With all avenues closed, Vadivel sues Raja for him to payback all the money he took from them saying that since Raja never ever declared that Vadivel is his father in presence of anyone, he cannot claim that the money came as a duty of a parent. If Raja were to claim the parentage, he needs to do his duty of saving his mother's life. The judge understands the situation, makes him pay for the same with the threat of going to prison. Saro's life is saved but they both shun Raja and Vadivel returns to work vowing to trust and care about only himself and his wife.

== Production ==
This was Sivakumar's 175th film as an actor.

== Soundtrack ==

The soundtrack was composed by Deva. Lyrics were written by Vaali.

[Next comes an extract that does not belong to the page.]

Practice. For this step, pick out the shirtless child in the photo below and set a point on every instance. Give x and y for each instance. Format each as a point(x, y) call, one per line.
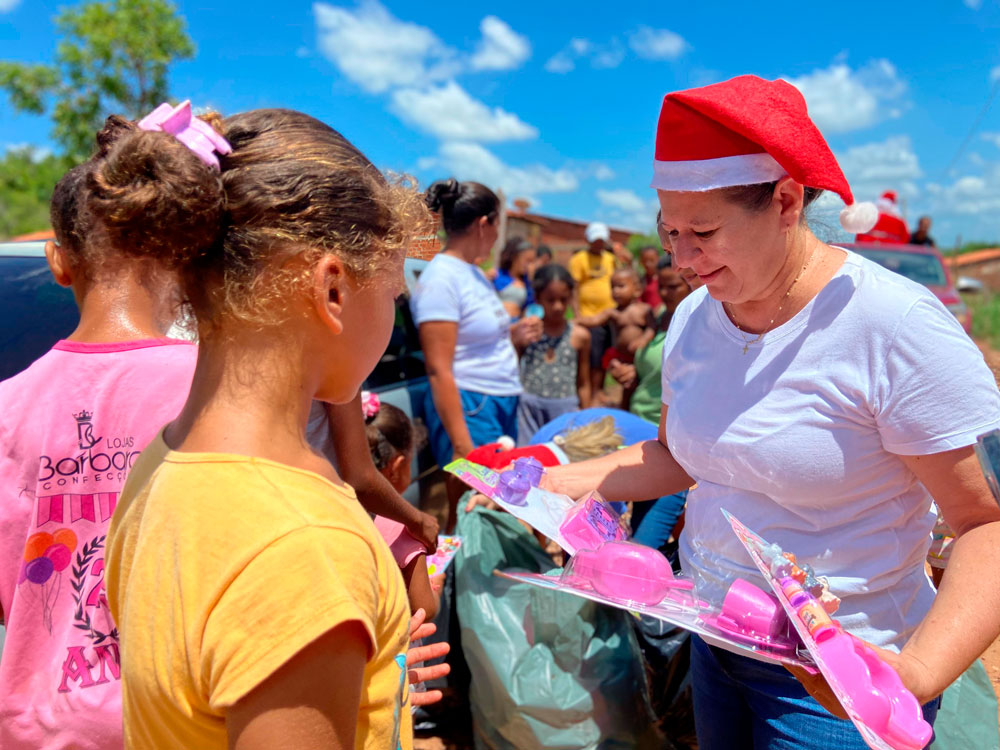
point(630, 321)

| Song | Singers | Length |
|---|---|---|
| "Chandiranum Sooriyanum" | S. P. Balasubrahmanyam, K. S. Chithra | 04:37 |
| "Kannathil Kannam" (Originally composed by Ilaiyaraaja) | S. P. Balasubrahmanyam, K. S. Chithra | 04:43 |
| "Naattula Ulla" | S. P. Balasubrahmanyam | 05:31 |
| "Un Chinna" | S. P. Balasubrahmanyam, K. S. Chithra | 04:41 |
| "Vaaram Thethi" | S. P. Balasubrahmanyam, K. S. Chithra | 04:51 |

== Reception ==
Watchman Vadivel was released on 22 July 1994. K. Vijiyan of New Straits Times wrote, "Parents with ungrateful or troublesome children will love this movie".